Let's take a step back and think about WebAPI. WebAPI in essence is a raw data delivery mechanism. It's great for making an API and it elevates separation of concerns to a pretty good height (specifically eliminating UI concerns).
Using Web API, however, doesn't really change core of the issue you are facing. You're asking "how do I want to query my data store in an performant manner and return the data to the client efficiently?" Your decisions here really parallel the same question when building a more traditional web app.
As you noted, oData is one method to return this information. The benefit here is it's well known and well defined. The body of questions/blogs/articles on the topic is growing rapidly. The wrapper doesn't add any meaningful overhead.
Yet, oData is by no means the only way you can do this. We've had to cope with this since software has been displaying search results. It's tough to give you specific advice without really understanding your scenario. Here are some questions that bubbled up as I read your question :
- Are your results sets huge but users only see the first one or two
pages?
- Or do user tend to page through all of the results?

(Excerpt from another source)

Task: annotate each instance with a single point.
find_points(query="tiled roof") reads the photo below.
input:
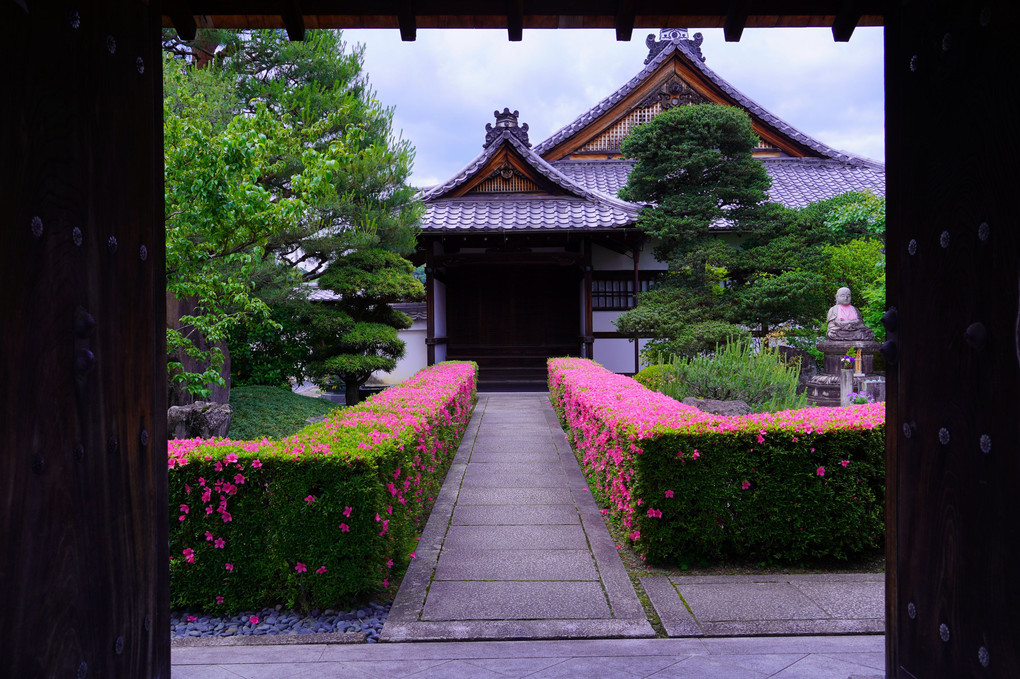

- Are pages of results limited (like 20 or 50 per page) or 100's/ 1000's ?
- Does the data set shift rapidly, so records are added as the user is
paging?
- Are your result sets short and adding columns that repeat tolerable?
- Do you have enough control over the client do do something out of band -- like custom HTTP headers, or a separate HTTP request that just asks for a query summary?
There really are hundreds of options depending on your needs. I don't know what you're using as a data store, but I wrote a post on getting row count efficiently. The issues there are very germane here, albeit from the DB perspective. It might help you get some perspective.